Nadchodzi gwałtowne załamanie pogody. Będzie chłodno i burzowo
Ostatnie tygodnie w Polsce były bardzo ciepłe, ale już pod koniec tego tygodnia nadejdzie duże ochłodzenie.
Z komunikatu wydanego przez IMGW wynika, że wysokie temperatury utrzymają się do czwartku -Niestety już w nocy z czwartku na piątek nad zachodnią część Polski nasunie się chłodny front atmosferyczny, a wraz z nim opady deszczu i burze. Strefa frontowa powoli przesuwać się będzie w głąb kraju. Najgroźniejszych zjawisk spodziewamy się w piątek i w nocy z piątku na sobotę. W tym okresie niemal w całej Polsce wystąpią burze, najgwałtowniejsze w strefie zbieżności, zwanej również "rózgą burzową", która utworzy się na przedpolu frontu chłodnego. W ciągu dnia strefa ta przebiegać będzie od Pomorza Wschodniego i Warmię, przez centrum, po Śląsk i Małopolskę, a w nocy przemieści się na wschód. Burzom w strefie zbieżności towarzyszyć będą ulewne opady deszczu, miejscami nawet powyżej 50 l/m2, grad oraz bardzo silne porywy wiatru - informuje Agnieszka Harasimowicz z IMGW.

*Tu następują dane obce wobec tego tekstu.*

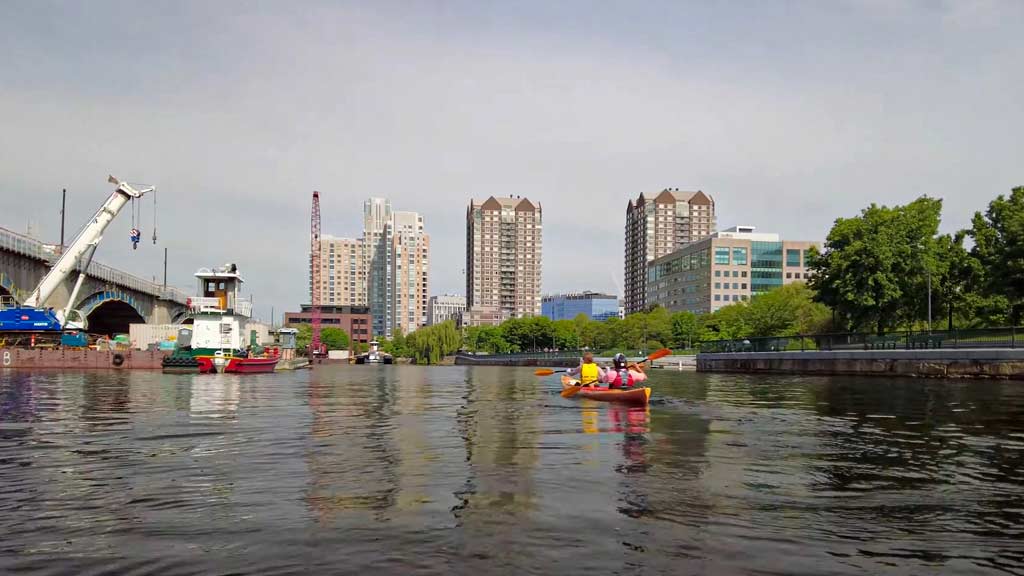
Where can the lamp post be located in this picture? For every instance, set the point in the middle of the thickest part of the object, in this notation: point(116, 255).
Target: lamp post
point(929, 301)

Niestety lepiej nie będzie też w weekend - W sobotę burze z ulewnymi opadami deszczu spodziewane są jeszcze na południowym wschodzie kraju i tam też będzie najcieplej, około 27 C. Na pozostałym obszarze dużo chmur, okresami deszcz i zdecydowanie chłodniej: od 19 C do 21 C. Bardzo chłodna i deszczowa może być też niedziela. Według prognoz numerycznych temperatura maksymalna tego dnia wyniesie zaledwie od 15 C, 17 C na północnym wschodzie do 21 C na południowym zachodzie - dodaje Harasimowicz.